Andrew Fernandes of Ontario-based Cryptonym Corp. and his colleagues now say the NSA holds the second key because they found that a recent service pack for Windows NT failed to cloak the second key, revealing it as "_NSAKEY."
"In the data security profession, those three initials only mean one thing: National Security Agency," Fernandes said.
Microsoft denied that the key belongs to the NSA, saying instead that the "_NSAKEY" label simply means the cryptography architecture meets the NSA's standards for export.
"These reports are completely false," said Microsoft spokesman Dan Leach.
"The key does not allow any other party to start or stop cryptographic services on anyone's computers.
"So no, the government cannot spy on your computer using Microsoft software.
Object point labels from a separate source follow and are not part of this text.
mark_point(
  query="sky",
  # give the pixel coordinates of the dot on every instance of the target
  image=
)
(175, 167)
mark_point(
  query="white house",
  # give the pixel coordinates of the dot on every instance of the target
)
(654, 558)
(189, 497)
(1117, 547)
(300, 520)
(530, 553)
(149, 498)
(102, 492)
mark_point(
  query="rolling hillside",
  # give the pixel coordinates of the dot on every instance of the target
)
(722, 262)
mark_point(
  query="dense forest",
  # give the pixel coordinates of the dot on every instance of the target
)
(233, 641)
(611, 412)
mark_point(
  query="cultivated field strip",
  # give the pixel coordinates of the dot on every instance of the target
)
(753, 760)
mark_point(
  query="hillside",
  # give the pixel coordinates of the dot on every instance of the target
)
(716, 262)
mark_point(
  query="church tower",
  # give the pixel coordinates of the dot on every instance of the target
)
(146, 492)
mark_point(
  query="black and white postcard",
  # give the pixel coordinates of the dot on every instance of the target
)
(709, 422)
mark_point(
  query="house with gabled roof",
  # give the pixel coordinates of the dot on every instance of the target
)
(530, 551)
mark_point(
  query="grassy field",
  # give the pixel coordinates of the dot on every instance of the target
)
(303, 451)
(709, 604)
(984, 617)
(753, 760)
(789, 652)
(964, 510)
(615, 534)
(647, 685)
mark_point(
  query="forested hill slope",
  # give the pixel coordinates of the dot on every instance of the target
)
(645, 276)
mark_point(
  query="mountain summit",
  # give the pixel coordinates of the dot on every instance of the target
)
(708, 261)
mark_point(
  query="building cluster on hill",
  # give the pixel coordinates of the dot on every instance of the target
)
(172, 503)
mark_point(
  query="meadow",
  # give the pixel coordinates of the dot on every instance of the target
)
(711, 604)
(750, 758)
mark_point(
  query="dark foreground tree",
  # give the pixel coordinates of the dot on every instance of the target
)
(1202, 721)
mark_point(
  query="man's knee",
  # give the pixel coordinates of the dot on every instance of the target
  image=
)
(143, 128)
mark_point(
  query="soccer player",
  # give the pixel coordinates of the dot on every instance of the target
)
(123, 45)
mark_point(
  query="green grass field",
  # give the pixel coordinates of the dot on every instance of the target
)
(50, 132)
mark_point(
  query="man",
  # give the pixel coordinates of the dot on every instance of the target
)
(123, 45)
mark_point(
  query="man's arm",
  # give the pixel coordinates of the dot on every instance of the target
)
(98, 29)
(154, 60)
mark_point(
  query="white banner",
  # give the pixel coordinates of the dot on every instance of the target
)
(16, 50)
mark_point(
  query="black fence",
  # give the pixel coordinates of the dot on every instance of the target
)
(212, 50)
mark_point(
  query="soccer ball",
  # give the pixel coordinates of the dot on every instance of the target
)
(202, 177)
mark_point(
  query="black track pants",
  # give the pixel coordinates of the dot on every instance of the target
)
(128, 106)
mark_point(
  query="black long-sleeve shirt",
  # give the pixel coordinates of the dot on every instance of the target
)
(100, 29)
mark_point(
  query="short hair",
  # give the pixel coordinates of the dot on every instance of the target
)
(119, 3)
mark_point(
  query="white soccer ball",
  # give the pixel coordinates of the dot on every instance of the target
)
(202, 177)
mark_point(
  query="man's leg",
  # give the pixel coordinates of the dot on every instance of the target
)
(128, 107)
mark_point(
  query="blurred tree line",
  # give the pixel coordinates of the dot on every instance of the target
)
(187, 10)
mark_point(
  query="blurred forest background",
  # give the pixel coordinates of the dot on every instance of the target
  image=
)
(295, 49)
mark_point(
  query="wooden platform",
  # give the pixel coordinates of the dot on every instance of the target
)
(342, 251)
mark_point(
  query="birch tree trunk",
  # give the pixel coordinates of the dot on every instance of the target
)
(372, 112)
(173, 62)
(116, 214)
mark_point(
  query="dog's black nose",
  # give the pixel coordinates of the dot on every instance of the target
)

We don't intentionally leave backdoors. Microsoft has consistently opposed key escrow because we feel it is no good for the consumer, for Microsoft and no good for the government."
Fernandes said the NSA key would allow the intelligence agency to load services on users' machines without their authorization, an option it more likely would use against a corporation than an individual.
Fernandes posted a "fix" to the key on his Web site Friday, along with a press release announcing his report on the second key. The NSA failed to return comment on the key.
The alleged NSA key came to light just days after Microsoft squelched a breach to its Web-based e-mail service, Hotmail.